Interview with Phyllis Howe of knitting & howe, llc

As we move towards the fall in the U.S., more and more communities have been organizing yarn crawls, where shoppers can go from one local yarn shop to another on a designated series of days for a fun, yarny adventure.  If you’ve been to a yarn crawl before, you may wonder who was working behind the scenes to organize it.  It very well may have been Phyllis Howe of knitting & howe llc.  Today, Phyllis had some time to stop by for an interview.You can find Phyllis online at the knitting & howe website and as pjjhowe on Ravelry.

Phyllis Howe, having fun at a yarny event.
Underground Crafter (UC): Do you knit and/or crochet?  If so, how did you first learn and what are your personal favorite types of projects to create?
Phyllis: Yes, I knit.  I am a very, very avid knitter, having learned from my mother when I was about 8 years old.  I just kept at it and have always loved it.  My favorite items to knit, these days, seem to be children’s wear.  Quick and satisfying and easy to fit, I guess.
UC: Tell us a bit about knitting & howe and how you started doing this type of work.
Phyllis: I started knitting & howe llc about 8 years ago.  I had finished working for a magazine which had been sold to another company.  I decided to continue marketing, but only concentrate on marketing the things I truly loved – and hand craft and knitting were the first that came to mind.  I began my company by  marketing knitting kits which I created from start to finish.  It took about a year to understand how unprofitable kits were  in the long run, so I took my company in another direction and decided to help other knitting, yarn and publishing companies market their products and also to produce events.
UC: What’s your knitting philosophy?
Phyllis: My philosophy on knitting is that it chose me, I did not choose it.  Once you are “chosen” the passion goes very deep and extends to not only the work but the sources.  It’s an artistry where there are so many positive factors, starting with the livestock that gift us with their fleeces.   A healthy animal goes on living and yet the product of its existence is then processed (in some cases, by hand), spun and made into something that keeps a body warm.  Many times items are made by and with love and when that happens, the result is very magical.  An energy is transmitted from animal to maker to wearer that completes a circle of creation that is very satisfying.  (UC comment: What a beautiful philosophy, Phyllis, and definitely true!)
One of Phyllis’ latest projects for a baby uses a Never Not Knitting pattern and Cascade Ultra Pima.
UC: You have been involved with the New York City Yarn Crawl since it began.  Can you tell us about how the yarn crawl has worked in New York City and how it compares to other yarn crawls you’ve worked on?
Phyllis: The NYC Yarn Crawl was my first endeavor.  I am a New Yorker so I knew the neighborhoods very well, and had shopped in almost every store in Manhattan.  At the time I was working with Knitty City (I still am), and it was Pearl Chin who suggested that I produce an event that would support all the yarn stores and that would also support local small businesses.  We both believe that by strengthening people’s knowledge of the variety of stores, we could also grow  knitting and crochet interest throughout our city.  The first one was fun and people asked for another.  It’s basically the same as the ones I went on to produce in additional areas.  The difference in NYC is that we have a great transit system that serves all neighborhoods.  In other, more suburban neighborhoods, people have to drive.
UC: Do you have any tips for a crocheter or knitter who is a yarn crawl newbie?  How do you recommend approaching a yarn crawl?
Phyllis: I would recommend that a newcomer to a yarn crawl go with a friend who has been to one before.  It’s not a hard thing to do.
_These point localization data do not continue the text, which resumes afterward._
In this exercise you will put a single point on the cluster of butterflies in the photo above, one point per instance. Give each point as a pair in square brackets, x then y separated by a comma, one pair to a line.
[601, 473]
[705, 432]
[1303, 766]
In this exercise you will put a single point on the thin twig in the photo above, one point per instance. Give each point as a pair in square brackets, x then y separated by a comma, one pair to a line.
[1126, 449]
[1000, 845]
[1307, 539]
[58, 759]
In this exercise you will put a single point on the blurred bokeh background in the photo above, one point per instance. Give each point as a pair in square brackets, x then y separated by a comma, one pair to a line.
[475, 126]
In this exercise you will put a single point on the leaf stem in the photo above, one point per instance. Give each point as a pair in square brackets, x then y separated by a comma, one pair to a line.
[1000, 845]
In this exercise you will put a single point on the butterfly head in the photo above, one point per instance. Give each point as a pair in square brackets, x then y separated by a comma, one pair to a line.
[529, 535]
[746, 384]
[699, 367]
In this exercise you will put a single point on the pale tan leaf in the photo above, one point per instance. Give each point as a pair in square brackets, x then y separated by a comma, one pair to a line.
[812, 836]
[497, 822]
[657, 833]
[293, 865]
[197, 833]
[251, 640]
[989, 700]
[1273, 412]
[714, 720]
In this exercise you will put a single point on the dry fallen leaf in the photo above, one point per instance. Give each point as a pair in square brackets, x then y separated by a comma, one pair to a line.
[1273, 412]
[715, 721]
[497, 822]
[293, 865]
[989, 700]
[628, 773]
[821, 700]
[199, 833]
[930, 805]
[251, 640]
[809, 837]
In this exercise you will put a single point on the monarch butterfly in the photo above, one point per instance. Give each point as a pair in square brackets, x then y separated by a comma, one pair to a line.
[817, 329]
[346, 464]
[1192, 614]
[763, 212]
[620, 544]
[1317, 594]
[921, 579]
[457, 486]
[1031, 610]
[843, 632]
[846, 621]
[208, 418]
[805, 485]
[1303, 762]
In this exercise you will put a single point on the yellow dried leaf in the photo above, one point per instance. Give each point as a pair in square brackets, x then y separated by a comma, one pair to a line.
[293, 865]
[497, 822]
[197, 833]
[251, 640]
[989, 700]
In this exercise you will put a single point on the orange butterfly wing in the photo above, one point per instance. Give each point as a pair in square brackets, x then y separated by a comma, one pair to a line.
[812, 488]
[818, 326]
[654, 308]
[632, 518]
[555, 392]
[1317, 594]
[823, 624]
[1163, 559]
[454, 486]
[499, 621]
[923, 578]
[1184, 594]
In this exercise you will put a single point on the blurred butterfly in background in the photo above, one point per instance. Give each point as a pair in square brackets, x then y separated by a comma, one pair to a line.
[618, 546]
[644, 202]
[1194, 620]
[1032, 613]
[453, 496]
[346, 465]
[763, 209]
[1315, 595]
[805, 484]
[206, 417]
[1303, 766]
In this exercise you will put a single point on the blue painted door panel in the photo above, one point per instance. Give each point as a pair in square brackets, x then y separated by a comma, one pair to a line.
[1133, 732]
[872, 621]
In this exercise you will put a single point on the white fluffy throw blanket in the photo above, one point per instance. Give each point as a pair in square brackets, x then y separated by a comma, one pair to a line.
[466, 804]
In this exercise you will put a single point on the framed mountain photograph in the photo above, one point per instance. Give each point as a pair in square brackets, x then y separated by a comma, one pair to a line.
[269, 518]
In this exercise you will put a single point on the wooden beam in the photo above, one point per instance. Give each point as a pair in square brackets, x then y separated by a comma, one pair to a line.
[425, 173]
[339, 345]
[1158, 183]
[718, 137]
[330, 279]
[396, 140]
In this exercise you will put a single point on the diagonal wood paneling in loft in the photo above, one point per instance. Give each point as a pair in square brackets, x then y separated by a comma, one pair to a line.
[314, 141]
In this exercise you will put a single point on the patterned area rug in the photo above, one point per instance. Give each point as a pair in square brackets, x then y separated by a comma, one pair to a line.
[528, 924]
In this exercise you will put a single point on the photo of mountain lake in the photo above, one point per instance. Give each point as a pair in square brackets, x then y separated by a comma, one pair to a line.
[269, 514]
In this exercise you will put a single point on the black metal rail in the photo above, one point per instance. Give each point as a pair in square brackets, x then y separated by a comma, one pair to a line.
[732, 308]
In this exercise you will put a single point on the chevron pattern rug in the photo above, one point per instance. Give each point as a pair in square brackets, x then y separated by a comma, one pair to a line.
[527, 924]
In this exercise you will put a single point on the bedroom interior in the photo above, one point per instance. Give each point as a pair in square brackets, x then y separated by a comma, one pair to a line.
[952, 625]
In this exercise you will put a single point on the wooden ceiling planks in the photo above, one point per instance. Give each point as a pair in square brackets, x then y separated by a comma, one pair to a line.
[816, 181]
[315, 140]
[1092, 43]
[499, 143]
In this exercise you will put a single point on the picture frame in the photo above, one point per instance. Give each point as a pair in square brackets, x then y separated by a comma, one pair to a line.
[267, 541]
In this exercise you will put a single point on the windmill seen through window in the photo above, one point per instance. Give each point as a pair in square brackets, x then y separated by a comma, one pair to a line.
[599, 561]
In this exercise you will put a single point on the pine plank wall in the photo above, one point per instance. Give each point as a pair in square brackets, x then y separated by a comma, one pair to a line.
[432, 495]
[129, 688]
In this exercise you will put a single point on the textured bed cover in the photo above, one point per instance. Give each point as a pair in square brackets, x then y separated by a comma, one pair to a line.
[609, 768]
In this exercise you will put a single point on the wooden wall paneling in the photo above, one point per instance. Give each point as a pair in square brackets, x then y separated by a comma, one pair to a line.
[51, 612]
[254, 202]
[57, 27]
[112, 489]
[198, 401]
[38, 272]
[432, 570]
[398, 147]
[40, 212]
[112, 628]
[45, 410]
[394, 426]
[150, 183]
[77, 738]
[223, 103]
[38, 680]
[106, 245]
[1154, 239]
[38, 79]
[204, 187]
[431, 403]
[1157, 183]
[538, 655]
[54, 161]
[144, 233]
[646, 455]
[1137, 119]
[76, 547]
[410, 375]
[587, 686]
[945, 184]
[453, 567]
Most just jump in and start with the store nearest to them, I would think, or, perhaps, start with their favorite LYS.  In NYC, there’s a sense of community when you go from store to store since most people use the subway and move in groups.  You meet great people with kindred interests and spirits.
UC: Do you have any crafty websites or blogs to recommend?
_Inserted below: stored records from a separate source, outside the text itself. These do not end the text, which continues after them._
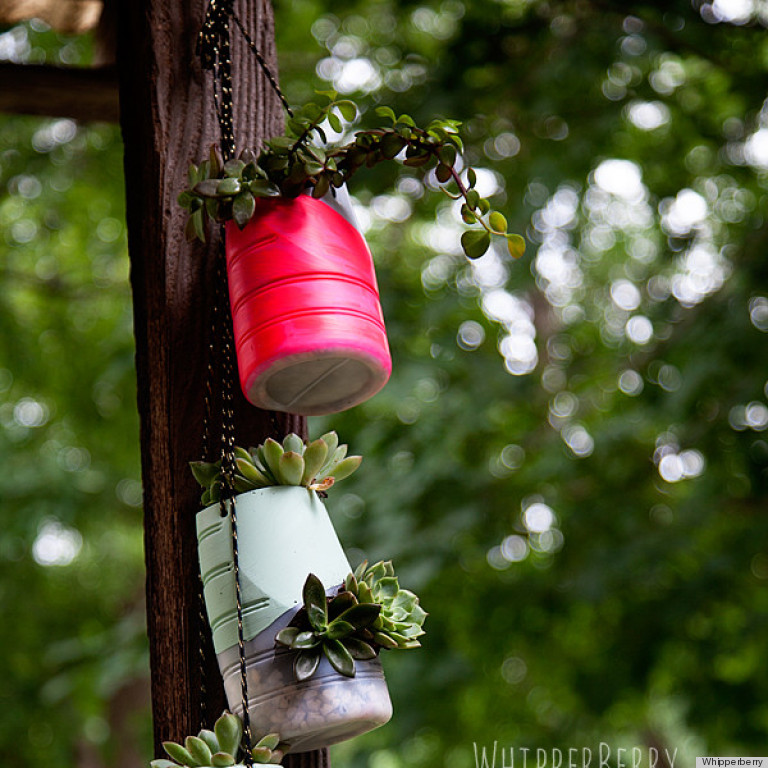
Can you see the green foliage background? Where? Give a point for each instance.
(639, 617)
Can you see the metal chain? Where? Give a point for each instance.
(215, 51)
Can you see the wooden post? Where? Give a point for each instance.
(168, 120)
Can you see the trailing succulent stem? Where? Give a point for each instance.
(296, 162)
(220, 748)
(316, 465)
(370, 612)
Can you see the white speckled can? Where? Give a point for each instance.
(284, 534)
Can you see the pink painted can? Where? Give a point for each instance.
(309, 331)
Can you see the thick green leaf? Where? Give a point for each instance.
(209, 737)
(315, 602)
(243, 207)
(292, 442)
(306, 664)
(272, 451)
(498, 222)
(291, 468)
(475, 243)
(340, 658)
(270, 741)
(229, 732)
(361, 615)
(516, 246)
(179, 754)
(199, 750)
(339, 628)
(359, 649)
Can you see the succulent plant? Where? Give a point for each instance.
(330, 629)
(401, 619)
(316, 465)
(369, 612)
(219, 748)
(294, 163)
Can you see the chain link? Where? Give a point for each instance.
(214, 48)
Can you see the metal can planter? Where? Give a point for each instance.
(309, 330)
(284, 534)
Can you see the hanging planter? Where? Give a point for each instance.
(308, 327)
(312, 669)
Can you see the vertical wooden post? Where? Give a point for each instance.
(168, 120)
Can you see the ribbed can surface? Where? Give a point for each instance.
(309, 330)
(284, 533)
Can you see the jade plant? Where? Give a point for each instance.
(316, 465)
(220, 747)
(302, 160)
(370, 612)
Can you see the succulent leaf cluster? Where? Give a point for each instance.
(296, 162)
(316, 465)
(220, 748)
(370, 612)
(401, 620)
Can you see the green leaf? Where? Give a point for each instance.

I have a number of crafty blogs and websites I would recommend.  Like many people, I like Purl Bee and I like Mason Dixon Knitting.  I also like Knitty City, but I must tell you I write that blog so it’s only fair that I disclose that to you.  I am also a big fan of some British blogs,  including Kate Davies Designs.  The latter is written by a woman who is a textile historian and designer and I love her passion for origin as well as technique.
UC: Are there any upcoming events that knitting & howe is involved with this fall that you’d like to share?
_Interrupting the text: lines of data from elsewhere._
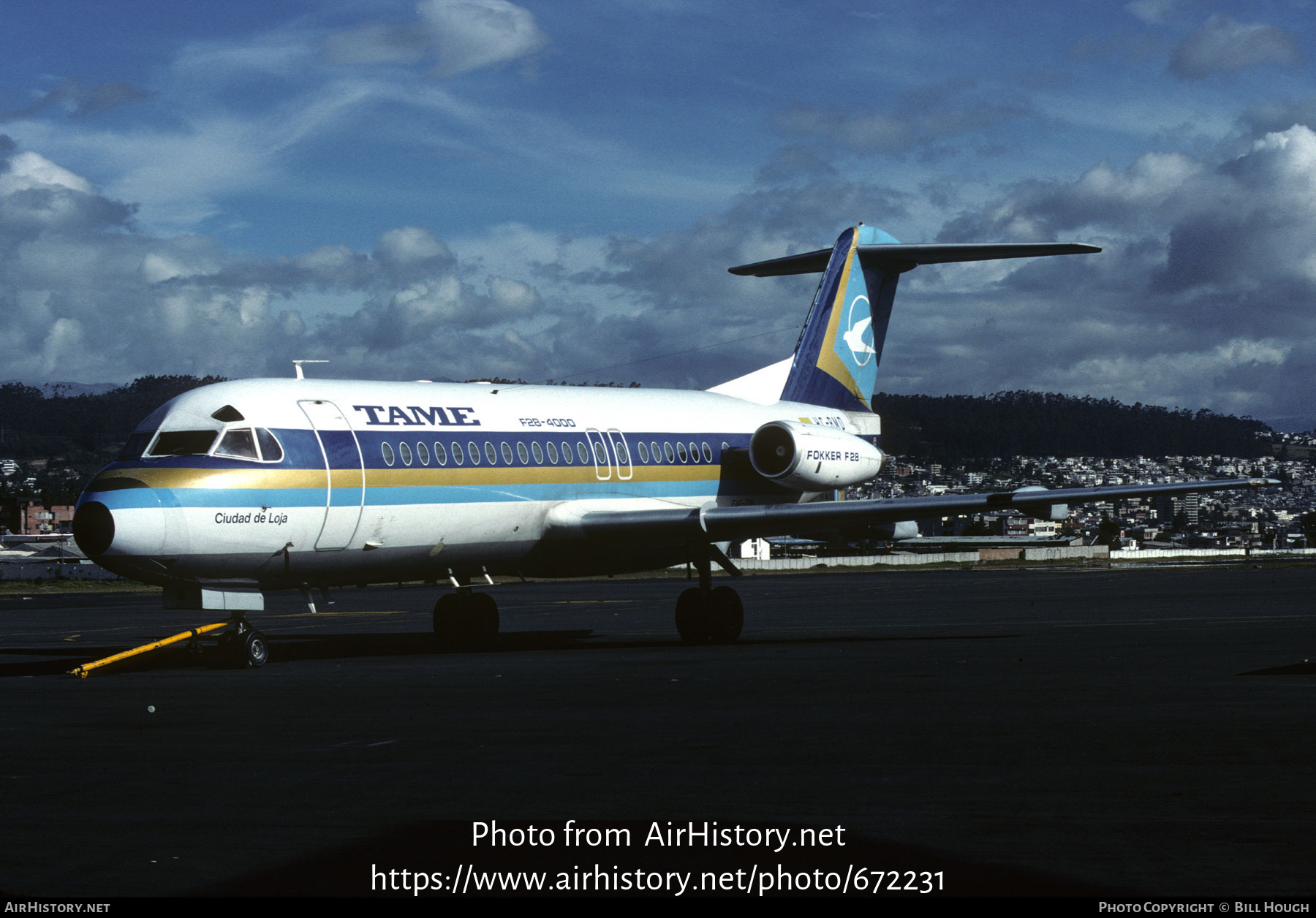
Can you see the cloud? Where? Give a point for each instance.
(458, 36)
(1199, 299)
(1152, 12)
(919, 121)
(1224, 45)
(79, 100)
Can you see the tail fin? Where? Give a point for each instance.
(837, 354)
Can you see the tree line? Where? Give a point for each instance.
(1048, 424)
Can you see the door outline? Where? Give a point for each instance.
(341, 520)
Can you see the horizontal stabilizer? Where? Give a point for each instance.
(901, 257)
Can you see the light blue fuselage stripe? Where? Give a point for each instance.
(401, 495)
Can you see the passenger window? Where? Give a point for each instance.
(237, 444)
(270, 449)
(184, 442)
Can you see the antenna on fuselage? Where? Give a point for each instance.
(296, 366)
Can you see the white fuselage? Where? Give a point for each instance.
(281, 483)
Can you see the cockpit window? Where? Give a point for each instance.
(270, 449)
(136, 446)
(184, 442)
(238, 444)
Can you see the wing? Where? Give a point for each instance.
(723, 524)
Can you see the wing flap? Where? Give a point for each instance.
(720, 524)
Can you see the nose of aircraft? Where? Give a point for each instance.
(118, 518)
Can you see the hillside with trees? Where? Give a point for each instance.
(1048, 424)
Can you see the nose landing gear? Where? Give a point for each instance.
(466, 620)
(708, 616)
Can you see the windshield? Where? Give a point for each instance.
(184, 442)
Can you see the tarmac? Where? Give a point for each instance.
(1018, 732)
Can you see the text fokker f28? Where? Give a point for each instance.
(238, 488)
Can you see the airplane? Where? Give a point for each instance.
(240, 488)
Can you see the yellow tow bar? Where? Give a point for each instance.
(145, 649)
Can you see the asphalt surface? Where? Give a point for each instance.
(1067, 732)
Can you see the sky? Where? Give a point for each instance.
(552, 190)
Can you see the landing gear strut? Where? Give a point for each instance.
(466, 620)
(243, 648)
(708, 616)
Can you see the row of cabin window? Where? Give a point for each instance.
(600, 454)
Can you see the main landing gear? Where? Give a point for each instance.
(243, 648)
(466, 620)
(708, 616)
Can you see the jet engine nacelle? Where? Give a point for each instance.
(809, 457)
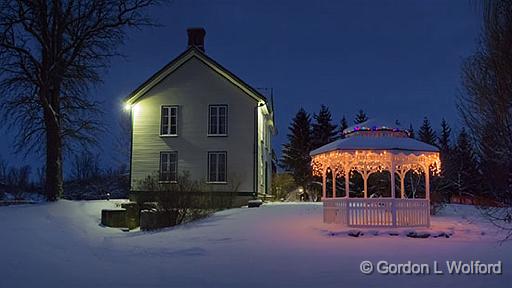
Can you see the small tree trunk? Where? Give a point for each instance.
(54, 180)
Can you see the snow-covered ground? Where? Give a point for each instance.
(277, 245)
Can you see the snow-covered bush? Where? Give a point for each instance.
(185, 200)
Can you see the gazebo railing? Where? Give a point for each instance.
(377, 212)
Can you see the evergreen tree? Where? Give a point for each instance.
(445, 183)
(324, 131)
(411, 131)
(444, 138)
(343, 126)
(426, 133)
(360, 117)
(296, 157)
(464, 161)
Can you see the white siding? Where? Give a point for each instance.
(193, 87)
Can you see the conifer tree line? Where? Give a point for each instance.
(459, 175)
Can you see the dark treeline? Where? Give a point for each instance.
(459, 178)
(85, 180)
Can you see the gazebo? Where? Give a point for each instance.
(367, 148)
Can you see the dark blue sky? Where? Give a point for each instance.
(394, 59)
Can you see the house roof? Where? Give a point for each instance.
(193, 52)
(371, 138)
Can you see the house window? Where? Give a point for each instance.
(169, 121)
(217, 167)
(218, 120)
(169, 166)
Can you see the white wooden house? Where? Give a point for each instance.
(194, 115)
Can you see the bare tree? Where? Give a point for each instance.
(51, 53)
(85, 166)
(486, 106)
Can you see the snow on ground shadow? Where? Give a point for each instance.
(277, 245)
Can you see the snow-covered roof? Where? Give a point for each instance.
(372, 138)
(374, 124)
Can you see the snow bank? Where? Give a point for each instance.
(279, 245)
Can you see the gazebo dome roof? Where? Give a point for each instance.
(375, 125)
(377, 135)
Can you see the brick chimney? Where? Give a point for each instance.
(196, 37)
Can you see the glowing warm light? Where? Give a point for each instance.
(371, 161)
(136, 108)
(127, 107)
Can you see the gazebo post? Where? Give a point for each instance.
(392, 171)
(393, 200)
(333, 184)
(324, 184)
(402, 184)
(365, 183)
(427, 183)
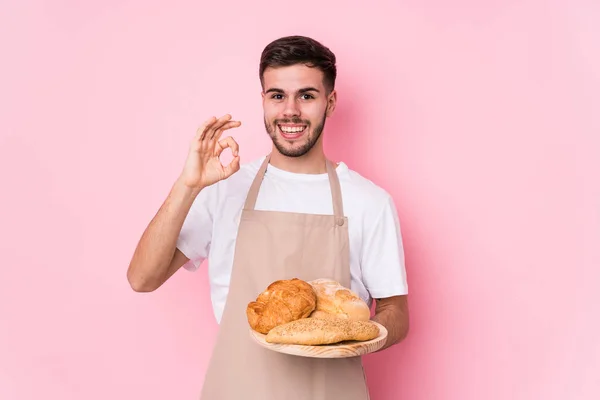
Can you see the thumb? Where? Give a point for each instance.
(233, 167)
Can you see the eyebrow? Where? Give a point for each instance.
(303, 90)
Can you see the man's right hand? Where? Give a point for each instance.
(203, 166)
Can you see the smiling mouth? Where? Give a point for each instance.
(291, 131)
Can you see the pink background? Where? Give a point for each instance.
(488, 110)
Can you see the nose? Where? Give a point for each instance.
(291, 108)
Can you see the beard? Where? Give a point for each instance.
(311, 136)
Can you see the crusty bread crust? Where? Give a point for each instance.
(315, 331)
(283, 301)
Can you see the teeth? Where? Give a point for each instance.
(292, 129)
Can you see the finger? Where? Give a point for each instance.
(228, 125)
(233, 167)
(218, 124)
(225, 143)
(204, 126)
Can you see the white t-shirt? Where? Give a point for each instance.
(376, 252)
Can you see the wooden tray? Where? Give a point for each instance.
(338, 350)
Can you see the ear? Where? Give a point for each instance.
(331, 102)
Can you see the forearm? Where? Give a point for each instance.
(393, 315)
(150, 263)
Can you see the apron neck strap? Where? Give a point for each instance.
(334, 182)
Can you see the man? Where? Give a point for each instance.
(292, 213)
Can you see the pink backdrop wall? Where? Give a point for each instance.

Phyllis: Apart from the NYC Yarn Crawl, scheduled for Oct. 6, 7 and 8, k&h is also producing a bus trip to the New York State Sheep & Wool Festival in Rhinebeck on October 20, 2012.  Please visit the trips/events page on my website to read about it.  We have space and we welcome all who are interested in going to one of the best fiber and wool fairs in our country.  It’s much easier to go by bus then to go by individual car.  (UC comment: I so wish I could be on that bus trip, but I’m working that Saturday :(.)
Thanks so much for stopping by Phyllis, and for your work promoting the yarn crafts!